Transparent Health Network Members can cancel at any time with no cancellation fee. Members enrolled by their employers should notify the employer. If you enrolled directly with Transparent Health Network, you can cancel by notifying us in writing either by email to helpdesk@transparenthealthgroup.com or U.S. Mail addressed to: Transparent Health Group, 434 E. Baltimore Pike, Media, PA 10963. Members who cancel within 30 days of enrollment will receive a full refund of their membership fees. Please note that application fees, if any, are non-refundable.
Can an employer offer Transparent Health Network without offering health insurance?
Yes. Transparent Health Network is not insurance and is a stand-alone product.
Can members/employees opt-in and out of Transparent Health Network?
Yes. New employees can be easily added to Transparent Health Network at any time. Employers should contact Customer Service at 877-571-8950 to add new employees.
Employers can notify Transparent Health regarding Employees who are leaving the company by emailing helpdesk@transparenthealthgroup.com or call Customer Service at 877-571-8950.
Can employers offer Transparent Health Network membership as a pretax benefit?

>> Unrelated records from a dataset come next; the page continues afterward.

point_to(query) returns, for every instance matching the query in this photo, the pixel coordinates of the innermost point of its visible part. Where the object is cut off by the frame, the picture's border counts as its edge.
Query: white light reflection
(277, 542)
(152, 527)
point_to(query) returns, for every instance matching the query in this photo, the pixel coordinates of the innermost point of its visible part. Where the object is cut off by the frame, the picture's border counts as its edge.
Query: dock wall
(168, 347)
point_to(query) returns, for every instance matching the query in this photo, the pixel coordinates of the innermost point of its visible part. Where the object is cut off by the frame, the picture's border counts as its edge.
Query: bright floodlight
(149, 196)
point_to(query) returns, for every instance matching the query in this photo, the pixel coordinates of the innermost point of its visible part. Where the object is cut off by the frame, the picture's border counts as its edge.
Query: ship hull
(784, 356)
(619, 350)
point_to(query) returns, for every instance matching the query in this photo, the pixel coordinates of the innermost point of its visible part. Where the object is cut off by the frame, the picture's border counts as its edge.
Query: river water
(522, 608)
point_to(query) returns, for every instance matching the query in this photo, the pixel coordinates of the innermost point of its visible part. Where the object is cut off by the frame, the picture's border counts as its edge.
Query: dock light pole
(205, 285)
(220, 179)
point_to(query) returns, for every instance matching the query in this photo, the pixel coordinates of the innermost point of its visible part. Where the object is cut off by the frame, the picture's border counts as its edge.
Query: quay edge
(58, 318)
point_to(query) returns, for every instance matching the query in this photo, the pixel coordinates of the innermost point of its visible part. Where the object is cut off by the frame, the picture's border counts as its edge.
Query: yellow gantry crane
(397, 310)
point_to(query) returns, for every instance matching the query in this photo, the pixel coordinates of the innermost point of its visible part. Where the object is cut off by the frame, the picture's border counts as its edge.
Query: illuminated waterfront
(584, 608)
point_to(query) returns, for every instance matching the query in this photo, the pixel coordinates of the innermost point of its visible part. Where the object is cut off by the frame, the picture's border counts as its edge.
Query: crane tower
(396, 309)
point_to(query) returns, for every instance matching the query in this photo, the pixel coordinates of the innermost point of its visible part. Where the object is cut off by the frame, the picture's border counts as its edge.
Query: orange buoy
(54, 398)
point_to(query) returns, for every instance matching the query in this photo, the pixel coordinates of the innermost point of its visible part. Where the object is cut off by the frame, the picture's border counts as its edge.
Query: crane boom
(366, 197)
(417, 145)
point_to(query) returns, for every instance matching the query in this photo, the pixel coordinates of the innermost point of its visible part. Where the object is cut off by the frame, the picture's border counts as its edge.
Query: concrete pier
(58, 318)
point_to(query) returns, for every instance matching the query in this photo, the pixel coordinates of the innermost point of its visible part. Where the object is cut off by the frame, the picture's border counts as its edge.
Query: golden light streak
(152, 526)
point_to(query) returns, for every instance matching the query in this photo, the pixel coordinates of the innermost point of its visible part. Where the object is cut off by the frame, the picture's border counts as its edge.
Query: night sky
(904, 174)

Employers are responsible for Section 125 administration. We suggest they consult with their accountants or legal advisors regarding tax questions.
Can part-time employees, 1099's and/or non-citizens participate in Transparent Health Network?
Anyone can join Transparent Health Network. There are no limitations or exclusions based on medical history, age or employment status. Transparent Health Network is not insurance, but is an excellent, affordable option for part-timers, 1099's and/or non-citizens who either can't afford or don't have access to health insurance.
Are there participation requirements? How many employees have to join?
There are no participation requirements for Transparent Health Network.
How do I sign-up my employees with Transparent Health Network?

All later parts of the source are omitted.